The C-terminal domain of the S protein is accessible to proteases in inverted membrane vesicles. E. coli MC4100(pBS112) cells were infected with λCE6 and labelled with [³⁵S]methionine at 25 min after infection. Spheroplasts and IMV, treated with proteinase K, with or without detergent, for various times as indicated. Each sample was subjected to immunoprecipitation with anti-S antibody (9), and the immunoprecipitate was analyzed by SDS-polyacrylamide gel electrophoresis and autoradiography. Lanes: 1, in vitro translation products of S⁺ mRNA, as described previously (9); 2 to 5, spheroplast samples; 6 to 11, IMV samples.

FIG. 4

Sequence of S-R intergenic region. The sequence of the S-R intergenic region is shown, with the corresponding C-terminal sequences of S and N-terminal sequences of R. Also shown are the sequences of the D103am and E102am mutants. In each case, the presumptive Shine-Dalgarno sequence for R is underlined and both the wild-type start codon and the first downstream alternative start codon for R are shown in boldface.

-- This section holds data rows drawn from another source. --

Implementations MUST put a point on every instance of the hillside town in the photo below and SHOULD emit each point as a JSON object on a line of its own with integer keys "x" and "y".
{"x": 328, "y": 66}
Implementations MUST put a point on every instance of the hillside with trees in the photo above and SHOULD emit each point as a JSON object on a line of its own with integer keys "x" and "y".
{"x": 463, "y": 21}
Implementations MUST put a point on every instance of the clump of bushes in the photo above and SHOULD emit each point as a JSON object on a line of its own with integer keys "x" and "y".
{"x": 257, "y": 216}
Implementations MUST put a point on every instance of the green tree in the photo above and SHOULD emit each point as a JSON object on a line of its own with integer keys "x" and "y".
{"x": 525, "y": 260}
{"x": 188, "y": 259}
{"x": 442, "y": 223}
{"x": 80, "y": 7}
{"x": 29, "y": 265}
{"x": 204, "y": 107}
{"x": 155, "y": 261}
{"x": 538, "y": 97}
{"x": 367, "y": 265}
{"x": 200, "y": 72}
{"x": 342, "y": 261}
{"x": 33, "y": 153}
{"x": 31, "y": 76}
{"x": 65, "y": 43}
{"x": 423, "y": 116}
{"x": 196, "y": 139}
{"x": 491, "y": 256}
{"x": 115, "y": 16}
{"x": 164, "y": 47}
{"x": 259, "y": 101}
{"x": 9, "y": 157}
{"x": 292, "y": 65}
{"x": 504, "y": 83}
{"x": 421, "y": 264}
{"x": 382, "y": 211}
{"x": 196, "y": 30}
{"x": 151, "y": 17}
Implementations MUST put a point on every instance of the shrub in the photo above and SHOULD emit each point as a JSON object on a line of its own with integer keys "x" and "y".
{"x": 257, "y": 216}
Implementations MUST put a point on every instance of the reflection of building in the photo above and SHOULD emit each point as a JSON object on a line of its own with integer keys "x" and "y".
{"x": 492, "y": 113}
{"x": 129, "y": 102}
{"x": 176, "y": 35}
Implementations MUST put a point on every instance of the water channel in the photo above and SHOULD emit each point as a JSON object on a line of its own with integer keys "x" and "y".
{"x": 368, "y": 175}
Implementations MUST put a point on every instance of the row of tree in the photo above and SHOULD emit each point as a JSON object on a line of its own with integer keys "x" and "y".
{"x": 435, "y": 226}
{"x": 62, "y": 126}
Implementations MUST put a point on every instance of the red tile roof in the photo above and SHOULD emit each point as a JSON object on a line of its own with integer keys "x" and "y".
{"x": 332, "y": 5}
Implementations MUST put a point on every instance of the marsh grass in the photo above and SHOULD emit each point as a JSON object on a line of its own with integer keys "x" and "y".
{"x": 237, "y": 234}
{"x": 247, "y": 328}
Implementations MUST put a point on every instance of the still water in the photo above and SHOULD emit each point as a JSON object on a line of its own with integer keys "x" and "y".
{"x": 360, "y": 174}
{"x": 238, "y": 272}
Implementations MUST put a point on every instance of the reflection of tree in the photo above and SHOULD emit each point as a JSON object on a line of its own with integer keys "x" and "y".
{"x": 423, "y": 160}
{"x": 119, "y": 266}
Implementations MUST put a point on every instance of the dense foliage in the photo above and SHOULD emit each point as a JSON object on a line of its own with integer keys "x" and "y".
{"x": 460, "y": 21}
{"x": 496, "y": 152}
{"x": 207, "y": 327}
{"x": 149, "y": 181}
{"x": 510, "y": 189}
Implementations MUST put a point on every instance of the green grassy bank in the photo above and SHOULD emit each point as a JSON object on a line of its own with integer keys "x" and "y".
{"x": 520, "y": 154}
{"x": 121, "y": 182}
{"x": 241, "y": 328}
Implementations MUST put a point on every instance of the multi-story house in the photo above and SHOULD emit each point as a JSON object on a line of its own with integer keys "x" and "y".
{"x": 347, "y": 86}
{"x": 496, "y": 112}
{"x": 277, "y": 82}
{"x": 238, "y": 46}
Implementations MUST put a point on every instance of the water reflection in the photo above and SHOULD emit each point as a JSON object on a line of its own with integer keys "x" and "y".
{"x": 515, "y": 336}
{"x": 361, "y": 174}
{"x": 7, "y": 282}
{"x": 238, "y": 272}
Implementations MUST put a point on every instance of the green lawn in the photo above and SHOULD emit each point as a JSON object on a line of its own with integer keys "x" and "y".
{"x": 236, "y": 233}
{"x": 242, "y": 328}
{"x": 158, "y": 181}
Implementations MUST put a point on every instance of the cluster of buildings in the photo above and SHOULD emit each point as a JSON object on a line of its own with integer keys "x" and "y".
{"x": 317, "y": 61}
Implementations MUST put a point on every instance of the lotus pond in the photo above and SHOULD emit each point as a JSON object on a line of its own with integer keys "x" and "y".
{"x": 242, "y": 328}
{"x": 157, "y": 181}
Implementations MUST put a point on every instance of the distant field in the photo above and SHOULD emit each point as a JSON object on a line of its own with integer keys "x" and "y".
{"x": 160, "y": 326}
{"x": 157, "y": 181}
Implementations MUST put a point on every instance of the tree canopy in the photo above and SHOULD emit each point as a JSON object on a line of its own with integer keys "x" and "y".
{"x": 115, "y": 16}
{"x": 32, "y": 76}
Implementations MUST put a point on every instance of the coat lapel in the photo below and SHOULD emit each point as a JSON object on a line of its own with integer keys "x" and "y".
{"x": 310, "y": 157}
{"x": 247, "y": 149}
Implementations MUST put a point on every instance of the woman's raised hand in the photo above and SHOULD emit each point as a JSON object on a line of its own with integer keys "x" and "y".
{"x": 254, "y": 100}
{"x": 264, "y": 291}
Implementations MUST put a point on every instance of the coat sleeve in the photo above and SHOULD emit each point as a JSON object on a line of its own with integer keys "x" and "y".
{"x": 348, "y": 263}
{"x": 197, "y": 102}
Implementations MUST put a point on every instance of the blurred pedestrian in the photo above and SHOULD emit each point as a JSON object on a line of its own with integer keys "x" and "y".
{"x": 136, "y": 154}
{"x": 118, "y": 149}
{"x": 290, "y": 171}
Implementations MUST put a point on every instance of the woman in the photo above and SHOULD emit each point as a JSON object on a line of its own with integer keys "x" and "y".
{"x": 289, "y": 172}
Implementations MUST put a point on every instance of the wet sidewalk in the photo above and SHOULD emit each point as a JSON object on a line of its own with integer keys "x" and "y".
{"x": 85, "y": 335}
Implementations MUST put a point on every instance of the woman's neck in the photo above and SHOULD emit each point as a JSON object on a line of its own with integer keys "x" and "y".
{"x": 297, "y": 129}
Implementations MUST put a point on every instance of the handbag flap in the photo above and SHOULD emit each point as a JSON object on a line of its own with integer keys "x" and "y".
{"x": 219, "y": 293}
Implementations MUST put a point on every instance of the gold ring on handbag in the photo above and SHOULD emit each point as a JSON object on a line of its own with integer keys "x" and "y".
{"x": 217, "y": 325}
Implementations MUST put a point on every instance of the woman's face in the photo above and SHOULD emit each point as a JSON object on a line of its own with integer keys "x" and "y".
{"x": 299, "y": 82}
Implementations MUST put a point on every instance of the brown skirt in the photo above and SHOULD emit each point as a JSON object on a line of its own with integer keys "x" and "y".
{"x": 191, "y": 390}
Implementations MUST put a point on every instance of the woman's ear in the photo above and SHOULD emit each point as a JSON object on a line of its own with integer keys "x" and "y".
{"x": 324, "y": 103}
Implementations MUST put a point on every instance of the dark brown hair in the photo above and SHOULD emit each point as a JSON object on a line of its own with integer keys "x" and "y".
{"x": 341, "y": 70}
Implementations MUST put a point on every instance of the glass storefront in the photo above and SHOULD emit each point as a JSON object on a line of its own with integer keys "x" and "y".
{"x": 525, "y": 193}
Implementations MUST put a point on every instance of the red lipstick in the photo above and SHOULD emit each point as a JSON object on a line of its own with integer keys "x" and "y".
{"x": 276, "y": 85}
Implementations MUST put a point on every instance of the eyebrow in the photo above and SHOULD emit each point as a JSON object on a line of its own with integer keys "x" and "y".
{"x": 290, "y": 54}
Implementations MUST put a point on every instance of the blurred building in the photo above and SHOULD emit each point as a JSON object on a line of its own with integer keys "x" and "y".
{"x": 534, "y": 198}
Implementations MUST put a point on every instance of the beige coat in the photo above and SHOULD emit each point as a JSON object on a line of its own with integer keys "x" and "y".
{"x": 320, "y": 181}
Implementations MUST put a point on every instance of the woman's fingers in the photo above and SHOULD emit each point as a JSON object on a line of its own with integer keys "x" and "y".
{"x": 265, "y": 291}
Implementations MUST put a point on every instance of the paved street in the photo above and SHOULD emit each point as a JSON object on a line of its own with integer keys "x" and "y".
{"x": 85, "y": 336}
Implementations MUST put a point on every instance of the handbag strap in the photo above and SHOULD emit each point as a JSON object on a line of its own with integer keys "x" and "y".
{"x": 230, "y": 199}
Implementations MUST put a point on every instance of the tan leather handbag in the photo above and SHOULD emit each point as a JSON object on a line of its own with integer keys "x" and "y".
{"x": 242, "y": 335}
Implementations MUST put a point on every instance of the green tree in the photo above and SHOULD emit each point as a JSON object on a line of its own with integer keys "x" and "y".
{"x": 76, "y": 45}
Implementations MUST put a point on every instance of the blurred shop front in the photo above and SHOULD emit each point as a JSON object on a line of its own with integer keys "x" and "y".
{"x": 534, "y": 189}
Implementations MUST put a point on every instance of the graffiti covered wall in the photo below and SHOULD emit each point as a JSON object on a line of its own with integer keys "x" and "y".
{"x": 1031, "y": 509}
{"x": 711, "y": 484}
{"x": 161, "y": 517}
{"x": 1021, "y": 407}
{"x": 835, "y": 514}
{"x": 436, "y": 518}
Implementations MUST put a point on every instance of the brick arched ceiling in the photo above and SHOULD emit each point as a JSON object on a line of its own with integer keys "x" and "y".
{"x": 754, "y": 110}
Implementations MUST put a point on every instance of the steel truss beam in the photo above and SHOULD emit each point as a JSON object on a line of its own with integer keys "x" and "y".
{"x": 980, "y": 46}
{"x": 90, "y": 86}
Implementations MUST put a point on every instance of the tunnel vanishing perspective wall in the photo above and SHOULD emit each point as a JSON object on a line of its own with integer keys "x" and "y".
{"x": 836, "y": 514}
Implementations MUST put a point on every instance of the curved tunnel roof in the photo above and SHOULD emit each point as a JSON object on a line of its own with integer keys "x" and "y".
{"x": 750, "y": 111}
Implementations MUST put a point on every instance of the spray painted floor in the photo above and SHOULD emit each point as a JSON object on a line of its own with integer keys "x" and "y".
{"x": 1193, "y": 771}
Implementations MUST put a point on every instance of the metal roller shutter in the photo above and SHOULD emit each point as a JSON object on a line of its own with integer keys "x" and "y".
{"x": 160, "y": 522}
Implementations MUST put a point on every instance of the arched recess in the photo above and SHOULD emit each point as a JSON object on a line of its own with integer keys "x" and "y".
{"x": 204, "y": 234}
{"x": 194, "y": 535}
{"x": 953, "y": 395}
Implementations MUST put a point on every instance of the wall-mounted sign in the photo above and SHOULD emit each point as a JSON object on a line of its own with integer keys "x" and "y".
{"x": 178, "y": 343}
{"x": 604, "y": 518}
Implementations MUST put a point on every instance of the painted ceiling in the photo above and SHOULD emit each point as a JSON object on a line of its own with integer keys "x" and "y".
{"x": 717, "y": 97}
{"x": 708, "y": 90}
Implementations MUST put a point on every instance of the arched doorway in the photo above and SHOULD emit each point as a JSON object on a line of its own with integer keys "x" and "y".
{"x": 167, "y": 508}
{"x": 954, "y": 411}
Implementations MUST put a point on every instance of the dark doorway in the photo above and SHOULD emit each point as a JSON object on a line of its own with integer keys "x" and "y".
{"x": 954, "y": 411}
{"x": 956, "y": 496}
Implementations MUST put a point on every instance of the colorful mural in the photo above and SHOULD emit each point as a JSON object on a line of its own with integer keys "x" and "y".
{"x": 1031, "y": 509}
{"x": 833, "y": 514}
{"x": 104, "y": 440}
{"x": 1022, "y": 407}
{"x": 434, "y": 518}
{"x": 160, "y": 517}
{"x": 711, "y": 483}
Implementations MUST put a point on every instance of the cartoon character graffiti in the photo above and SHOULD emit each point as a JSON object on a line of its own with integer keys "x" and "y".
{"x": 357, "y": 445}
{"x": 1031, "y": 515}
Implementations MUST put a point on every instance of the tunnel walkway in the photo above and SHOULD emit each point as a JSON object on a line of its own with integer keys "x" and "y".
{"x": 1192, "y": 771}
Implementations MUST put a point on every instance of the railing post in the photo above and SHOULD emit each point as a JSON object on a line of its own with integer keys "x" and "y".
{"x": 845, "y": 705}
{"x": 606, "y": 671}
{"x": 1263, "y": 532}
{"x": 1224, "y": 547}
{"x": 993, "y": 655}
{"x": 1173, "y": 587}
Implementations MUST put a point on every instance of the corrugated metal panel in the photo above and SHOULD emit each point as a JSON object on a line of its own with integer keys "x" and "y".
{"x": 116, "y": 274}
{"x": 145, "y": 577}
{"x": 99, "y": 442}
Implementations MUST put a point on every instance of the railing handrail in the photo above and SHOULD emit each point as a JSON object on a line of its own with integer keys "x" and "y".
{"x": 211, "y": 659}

Asterisks denote the sequence alterations resulting from the creation of the corresponding amber codons in the S reading frame.

FIG. 5

Lysis profiles for induced lysogens with C-terminal alterations in S. (A) Lysogens of λb515 b519 Tn903 cI857 nin5 S105 carrying S alleles with different C-terminal amber mutations were thermally induced in logarithmic phase and monitored for lysis by measuring the A₅₅₀. Representative lysis profiles are shown for all alleles, including two profiles showing the variability of the K97am lysis kinetics. Symbols: ●, parental (no truncation); ■, D103am; ⧫, E102am; ▿ and ▾, K97am; ×, K92am. (B) Lysogens of λkan (●) and the isogenic phages λbj1 (SA52G [□]) and λaj1 (plaque-forming revertant of λbj1 [◊]) were thermally induced and monitored as in panel A.

FIG. 6

Possible membrane topologies of S. Depicted are putative membrane topologies for prototype class II (S from phage 21; left) and class I (S from phage λ; middle and right) holin proteins. The inner membrane is shown as shaded area with positively charged periplasmic and negatively charged cytoplasmic surfaces. Transmembrane helical domains are represented as white rectangles spanning the membrane. Basic residues in putative solvent-exposed domains are shown for both 21 and λ holins.